Governo de Minas confirma rompimento em mina da Vale e aplica multa de R$ 1,7 milhão

Estrutura de contenção cedeu em cava de rejeitos em Ouro Preto; lama alcançou área da CSN e cursos d’água, e Vale terá de apresentar plano de recuperação ambiental

Reprodução
Luciano Meira

O governo de Minas Gerais confirmou, nesta quinta-feira (29), o rompimento de uma estrutura da Vale em uma mina na Região Central do Estado, ocorrido na madrugada de domingo (25), durante as fortes chuvas do fim de semana. A falha provocou o escoamento de água com rejeitos, atingiu instalações da Companhia Siderúrgica Nacional (CSN), chegou a cursos d’água e levou à aplicação de multa de R$ 1,7 milhão à mineradora por poluição ambiental e outras infrações.

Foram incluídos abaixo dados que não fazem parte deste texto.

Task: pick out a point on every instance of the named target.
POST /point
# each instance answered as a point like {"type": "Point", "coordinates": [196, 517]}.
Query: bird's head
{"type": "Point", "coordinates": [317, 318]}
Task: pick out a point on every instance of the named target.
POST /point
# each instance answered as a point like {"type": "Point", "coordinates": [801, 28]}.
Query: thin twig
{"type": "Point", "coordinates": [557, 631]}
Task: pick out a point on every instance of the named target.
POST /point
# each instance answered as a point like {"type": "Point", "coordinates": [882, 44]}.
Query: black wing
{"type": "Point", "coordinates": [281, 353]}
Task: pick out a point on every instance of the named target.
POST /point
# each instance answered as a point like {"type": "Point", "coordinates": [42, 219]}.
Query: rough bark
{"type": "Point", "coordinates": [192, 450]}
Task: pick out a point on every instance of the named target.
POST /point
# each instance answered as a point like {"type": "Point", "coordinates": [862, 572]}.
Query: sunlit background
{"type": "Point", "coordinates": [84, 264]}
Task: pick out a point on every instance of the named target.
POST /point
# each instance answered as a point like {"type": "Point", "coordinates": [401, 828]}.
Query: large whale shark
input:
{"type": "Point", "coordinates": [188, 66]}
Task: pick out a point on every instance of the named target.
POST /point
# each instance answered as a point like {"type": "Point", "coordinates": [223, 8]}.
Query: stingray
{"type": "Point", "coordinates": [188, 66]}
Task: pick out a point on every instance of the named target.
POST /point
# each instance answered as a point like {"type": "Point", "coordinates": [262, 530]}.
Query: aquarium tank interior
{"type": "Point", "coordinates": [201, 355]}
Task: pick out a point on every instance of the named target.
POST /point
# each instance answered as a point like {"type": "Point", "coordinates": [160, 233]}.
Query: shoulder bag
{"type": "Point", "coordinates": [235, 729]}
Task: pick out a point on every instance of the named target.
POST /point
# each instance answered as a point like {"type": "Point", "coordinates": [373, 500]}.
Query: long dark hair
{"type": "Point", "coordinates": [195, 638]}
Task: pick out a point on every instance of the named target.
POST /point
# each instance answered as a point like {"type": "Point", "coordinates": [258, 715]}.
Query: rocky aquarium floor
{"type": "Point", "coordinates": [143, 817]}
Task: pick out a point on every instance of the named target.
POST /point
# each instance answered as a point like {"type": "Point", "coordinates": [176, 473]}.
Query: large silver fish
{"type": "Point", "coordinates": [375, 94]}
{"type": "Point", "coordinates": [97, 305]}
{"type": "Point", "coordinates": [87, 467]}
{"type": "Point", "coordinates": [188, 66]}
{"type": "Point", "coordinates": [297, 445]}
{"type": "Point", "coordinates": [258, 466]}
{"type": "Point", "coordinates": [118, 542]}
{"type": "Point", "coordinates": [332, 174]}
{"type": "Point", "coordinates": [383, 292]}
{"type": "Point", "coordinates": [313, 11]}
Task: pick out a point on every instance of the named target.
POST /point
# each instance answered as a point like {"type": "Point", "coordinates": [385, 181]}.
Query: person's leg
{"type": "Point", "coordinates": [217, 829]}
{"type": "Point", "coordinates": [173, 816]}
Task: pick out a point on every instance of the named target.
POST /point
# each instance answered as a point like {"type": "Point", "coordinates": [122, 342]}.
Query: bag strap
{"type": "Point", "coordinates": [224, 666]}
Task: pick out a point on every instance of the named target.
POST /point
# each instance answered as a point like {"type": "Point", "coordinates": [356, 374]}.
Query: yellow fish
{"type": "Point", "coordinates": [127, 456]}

Rompimento na cava de rejeitos

Segundo a Secretaria de Estado de Meio Ambiente e Desenvolvimento Sustentável (Semad), houve erosão na cava 18, área que armazena rejeitos, seguida do rompimento de uma leira de contenção associada à estrutura. O superintendente de fiscalização da Semad, Gustavo Endrigo, informou que o problema foi registrado por volta de 1h40 de domingo, quando a barreira de segurança foi comprometida.Com o rompimento, a água com sedimentos desceu pela linha de drenagem interna da mina até um primeiro sump, reservatório temporário projetado para reter o material. O dispositivo, porém, não suportou todo o volume e parte da mistura avançou além do sistema de contenção previsto pela mineradora.

Lama atinge área da CSN e cursos d’água

O material carreado atingiu pátio, oficinas e o posto de abastecimento da CSN, em área vizinha às estruturas da Vale. Em seguida, a lama alcançou um curso d’água, onde houve deposição de sedimentos e aumento da turbidez, alterando as características da água na região afetada.

Por causa do episódio, a Vale foi autuada em R$ 1,3 milhão pelos órgãos ambientais estaduais. As infrações incluem poluição ambiental, falta de comunicação imediata do evento às autoridades competentes e invasão de área de terceiros, no caso, da CSN.

Impactos na mina de Viga, em Congonhas

Além do rompimento em Ouro Preto, a Semad também identificou problemas na mina de Viga, em Congonhas, outra área de mineração na Região Central de Minas. De acordo com Gustavo Endrigo, houve deslocamento de um talude e escorregamento de outro talude natural dentro do complexo minerário.

No local, 22 sumps foram atingidos e assoreados, o que reduziu a capacidade desses reservatórios de reter água e sedimentos. Os cursos d’água próximos também foram impactados, com carreamento de lama e alteração das condições ambientais ao longo do leito. O episódio gerou uma multa de R$ 400 mil.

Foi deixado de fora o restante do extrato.